Most of Natali’s clients come through referrals. In this space, trust is everything. Clients want transparency, precision, and realistic expectations.

What Makes a Good AI Solution in an Organization

  • Precise specification → fewer mistakes and higher business value
  • Human + AI integration → better customer experience
  • Security and control → lower risk and higher trust

Natali Jacobson’s Vision

Her vision is clear: within five years, to lead the AI-for-enterprises space in Israel and build a company that delivers real ROI.

She also has a social vision, using AI to connect people and create meaningful matching beyond profit.

Competition Isn’t the Enemy

She believes in abundance. There’s room for everyone, and collaboration is better than aggressive competition.

The Real Concern Is Social Impact

The biggest concern isn’t technological progress, but its impact on jobs and the labor market.

Key Takeaways

  • Start with the problem, not the model
  • Invest in proper specification
  • Combine humans and AI intelligently
  • Prioritize security, experience, and accuracy
  • Build trust

The core message is simple: AI in organizations works only when it solves a real problem. Done right, it improves service, saves time, and creates value. Done wrong, it doesn’t hold.

FAQ

Who is Natali Jacobson?

An expert in information systems and AI agents, with extensive experience in CRM and ERP implementation.

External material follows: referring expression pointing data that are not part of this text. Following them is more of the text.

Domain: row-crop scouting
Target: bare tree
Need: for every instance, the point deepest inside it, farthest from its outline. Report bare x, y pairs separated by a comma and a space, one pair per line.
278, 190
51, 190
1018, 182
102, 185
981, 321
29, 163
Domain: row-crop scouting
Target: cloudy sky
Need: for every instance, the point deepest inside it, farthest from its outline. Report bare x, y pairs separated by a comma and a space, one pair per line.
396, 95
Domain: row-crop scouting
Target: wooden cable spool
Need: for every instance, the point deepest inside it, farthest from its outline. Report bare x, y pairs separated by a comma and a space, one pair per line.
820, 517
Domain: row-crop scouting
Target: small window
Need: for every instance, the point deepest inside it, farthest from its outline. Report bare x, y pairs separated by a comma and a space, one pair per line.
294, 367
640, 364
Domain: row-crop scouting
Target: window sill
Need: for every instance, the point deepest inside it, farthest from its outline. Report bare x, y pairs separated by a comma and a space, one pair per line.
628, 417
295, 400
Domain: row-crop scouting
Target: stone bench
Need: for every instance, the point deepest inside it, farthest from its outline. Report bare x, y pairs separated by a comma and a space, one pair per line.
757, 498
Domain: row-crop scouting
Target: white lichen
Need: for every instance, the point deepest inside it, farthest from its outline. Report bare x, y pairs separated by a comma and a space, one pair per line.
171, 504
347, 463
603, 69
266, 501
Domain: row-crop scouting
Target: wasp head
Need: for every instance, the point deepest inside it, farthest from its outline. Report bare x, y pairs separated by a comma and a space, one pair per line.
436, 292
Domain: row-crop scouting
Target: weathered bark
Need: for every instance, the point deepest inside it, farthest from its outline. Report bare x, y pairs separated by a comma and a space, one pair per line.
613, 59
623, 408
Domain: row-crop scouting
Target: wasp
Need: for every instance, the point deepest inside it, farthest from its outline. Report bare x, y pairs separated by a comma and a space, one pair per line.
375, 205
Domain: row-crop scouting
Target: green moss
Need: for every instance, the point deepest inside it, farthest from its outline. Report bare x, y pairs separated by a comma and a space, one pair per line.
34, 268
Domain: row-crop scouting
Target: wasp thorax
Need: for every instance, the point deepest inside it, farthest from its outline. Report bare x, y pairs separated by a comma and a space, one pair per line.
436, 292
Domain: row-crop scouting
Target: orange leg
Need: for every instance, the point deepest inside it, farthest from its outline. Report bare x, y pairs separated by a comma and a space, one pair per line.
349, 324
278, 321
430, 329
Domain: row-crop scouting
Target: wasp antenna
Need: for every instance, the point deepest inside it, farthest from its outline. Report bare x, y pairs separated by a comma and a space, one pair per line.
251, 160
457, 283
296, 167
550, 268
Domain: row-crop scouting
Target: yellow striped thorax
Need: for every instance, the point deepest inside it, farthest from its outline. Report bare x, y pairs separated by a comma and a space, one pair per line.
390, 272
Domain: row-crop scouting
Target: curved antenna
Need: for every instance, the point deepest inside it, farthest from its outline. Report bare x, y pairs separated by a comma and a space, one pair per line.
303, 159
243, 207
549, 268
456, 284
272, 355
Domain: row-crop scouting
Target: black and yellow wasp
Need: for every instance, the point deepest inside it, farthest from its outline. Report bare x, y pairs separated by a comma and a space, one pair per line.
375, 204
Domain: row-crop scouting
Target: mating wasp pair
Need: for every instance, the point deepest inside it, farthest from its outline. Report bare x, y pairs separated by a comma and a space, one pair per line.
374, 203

What makes her approach unique?

She starts from the business problem, not the technology.

Why does she emphasize specification?

Because it determines whether the solution succeeds or fails.

What can we learn about the future of AI?

Organizations that adopt AI agents intelligently will lead. It’s not about using AI, but using it right.

Summary

Natali Jacobson’s story highlights a key truth about AI: success doesn’t come from the model or the code alone. It comes from deep understanding of the organization, proper specification, and the ability to integrate AI with humans effectively.

AI agents are not a passing trend. They are a new operational layer. Organizations that adopt this mindset today will have a significant advantage over those that wait.